The prison system in the United States has earned the reputation as the go to place for people who disturb the peace. Should the prison system be more than a holding place? Why do certain individuals commit worse crimes after serving a sentence? Do they learn the new behavior while incarcerated or do they commit these new crimes because they are thrown out of the prison into a system that cringes at the mention of the word "convict?" I have not had the chance to interact with an ex-con on a personal level but I would like to at some point, not romantically though! I want to hear first hand the experiences of living in a United States prison. There are all these stories of torture, abuse, and molestation in the prisons. Most prison cells have a hierarchical system I've been told. It's like the jungle and survival is not guaranteed. Those who make it do so after under going a selection process that weeds out "sissies," making sure only the strong survive. The strong come out with vengeance in their hearts and a desire to beat their first record. Then there are some who return because once they are out they find reintegration a daunting task. They've been gone for so long and the prison cells are familiar. They can't find gainful employment and long for the meals and camaraderie of jail. But, there are others who come out reformed. They become religious while in jail and even manage to get some form of education. Regardless of the state of former convicts I believe there is still general consensus that the judicial system in this country is broken.

The coming year promises to be a year of change. Change was the operative word for the Barack Obama campaign and hopefully will be so during the Obama White House years. If our prison systems do not reform convicted criminals it might be time for alternatives. Guantanamo Bay is not the only broken facility. There are several others here on American soil that need to be closed or closely monitored. President-elect Barack Obama's background in the Law is quite reassuring, so also is his experience as a professor of Constitutional Law.

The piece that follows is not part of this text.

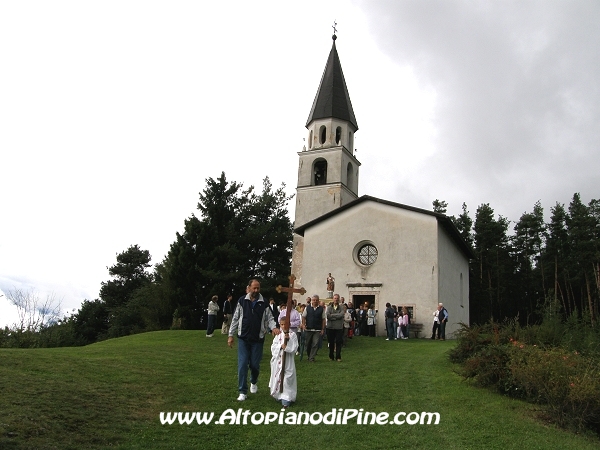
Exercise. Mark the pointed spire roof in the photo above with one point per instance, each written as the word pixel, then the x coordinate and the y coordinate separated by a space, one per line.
pixel 332 99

Our judicial system needs to be overhauled from the way we make arrests to how we sentence so called convicts. The system has so many flaws the biggest being the fact that it is not color blind. Further, not everyone in jail needs to be there. We have a looming problem, it is more than celebrity convicts who don't have the common sense to stay out of trouble, although they were good for illustrative reasons. It involves promising minorities who are in jail because they live on the wrong side of town or are just out of luck! However you see it, we have a problem on our hands that needs urgent attention.